Na varanda, em perfume comum de outros aromas: hibisco, uma roseira, um pé de lúcia-lima
Mas estes são prodígios para outra manhã: é que esta flor gerou folhas de verde assombramento, minúsculas e leves
Não a ameaçam bombas nem românticos ventos, nem mísseis, ou tornados, nem ela sabe, embora esteja perto, do sal em desavesso que o mar traz
E o céu azul de Outono a fingir Verão é, para ela, bênção, como a pequena água que lhe dou
Deve ser isto uma espécie de paz:
um segredo botânico da luz
in Entre Dois Rios e Outras Noites, 2007
Botanics of peace: visitation
I have a flower whose name I don’t know
On the balcony, its scent blends with other smells: hibiscus, rose, a sprig of verbena
But they will be prodigies of another morning: for this flower has bred leaves of astonishing green, minute and subtle
Bombs do not threaten it nor do romantic winds, missiles or tornados, neither does it know, although so near, of the jeopardy the salt sea air will bring
And the blue autumn sky disguised as summer gives it such blessing, as does the little water that I pour
A casa em Boliqueime (2002), de Ricardo Bak Gordon (1967) faz lembrar ‘o jogo sábio, correcto e magnífico dos volumes sob a luz’, que Le Corbusier mencionava em ‘Vers une Architecture’. É uma casa branca que só precisa de sol para ser vivida por dentro. E traz o espanto inesperado que toda a arquitectura deveria ter.
A casa em Boliqueime torna poética a experiência daquele lugar - porque preenche falhas, radicaliza, revela, acrescenta e sobretudo introduz um novo modo de olhar e uma nova relação do ser humano com o mundo.
‘O sol de lado, banhando
uma casa sem pontes, tempo
sem luz, ou casa
como tenda’, Ana Luísa Amaral
Para Bak Gordon, a apropriação de um lugar, a ordem das formas, a ligação dos volumes à terra e a organização programática acontece sempre através do desenho. O desenho é expressão, é gesto, é processo físico mas sobretudo investigação.
A casa em Boliqueime ergue-se intemporal e sensível à paisagem que a envolve.
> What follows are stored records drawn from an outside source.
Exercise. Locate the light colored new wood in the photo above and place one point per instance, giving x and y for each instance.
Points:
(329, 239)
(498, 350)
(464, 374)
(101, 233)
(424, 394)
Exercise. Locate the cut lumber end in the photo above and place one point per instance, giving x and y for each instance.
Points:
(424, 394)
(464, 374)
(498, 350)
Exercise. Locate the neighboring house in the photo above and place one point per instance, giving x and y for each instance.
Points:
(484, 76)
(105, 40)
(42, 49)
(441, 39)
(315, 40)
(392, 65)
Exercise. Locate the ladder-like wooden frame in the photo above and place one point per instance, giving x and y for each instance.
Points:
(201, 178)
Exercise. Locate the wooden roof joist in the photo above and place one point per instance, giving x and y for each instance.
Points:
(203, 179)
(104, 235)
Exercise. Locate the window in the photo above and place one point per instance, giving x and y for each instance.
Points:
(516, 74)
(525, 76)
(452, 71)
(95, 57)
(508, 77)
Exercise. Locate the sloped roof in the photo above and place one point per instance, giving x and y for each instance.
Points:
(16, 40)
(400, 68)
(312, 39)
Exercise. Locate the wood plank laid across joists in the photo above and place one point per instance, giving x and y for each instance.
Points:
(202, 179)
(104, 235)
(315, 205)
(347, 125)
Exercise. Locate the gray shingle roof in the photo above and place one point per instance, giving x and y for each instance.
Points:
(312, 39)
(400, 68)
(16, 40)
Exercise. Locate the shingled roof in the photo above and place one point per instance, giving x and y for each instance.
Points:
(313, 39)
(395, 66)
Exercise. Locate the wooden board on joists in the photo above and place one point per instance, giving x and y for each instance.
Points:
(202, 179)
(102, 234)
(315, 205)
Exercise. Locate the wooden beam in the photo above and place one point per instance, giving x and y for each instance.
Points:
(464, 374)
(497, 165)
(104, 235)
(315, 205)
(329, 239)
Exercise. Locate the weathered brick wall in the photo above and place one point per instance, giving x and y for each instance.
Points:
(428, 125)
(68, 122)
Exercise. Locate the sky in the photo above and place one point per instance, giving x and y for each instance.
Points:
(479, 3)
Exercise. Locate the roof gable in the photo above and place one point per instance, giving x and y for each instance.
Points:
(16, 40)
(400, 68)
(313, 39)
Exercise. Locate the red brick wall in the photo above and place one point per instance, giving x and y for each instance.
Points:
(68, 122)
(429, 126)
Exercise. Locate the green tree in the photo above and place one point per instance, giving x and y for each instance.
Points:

É uma unidade fechada e contrastante com a natureza. É uma elementaridade esquemática que pertence a qualquer tempo mas somente àquele lugar. Consegue cruzar a herança da arquitectura vernácula e a herança da arquitectura das vanguardas históricas. Consegue transformar e ampliar artificialmente o significado concreto daquele lugar.
Esta casa afirma uma essencialidade unitária, uma dureza táctil e uma limpidez matérica. As formas primárias leêm-se claramente, mas escondem que a piscina é também um volume. É uma casa abstracta (que através de uma síntese chega ao essencial), passível de ser ocupada e e de ser capaz de ampliar a experiência de uma vida.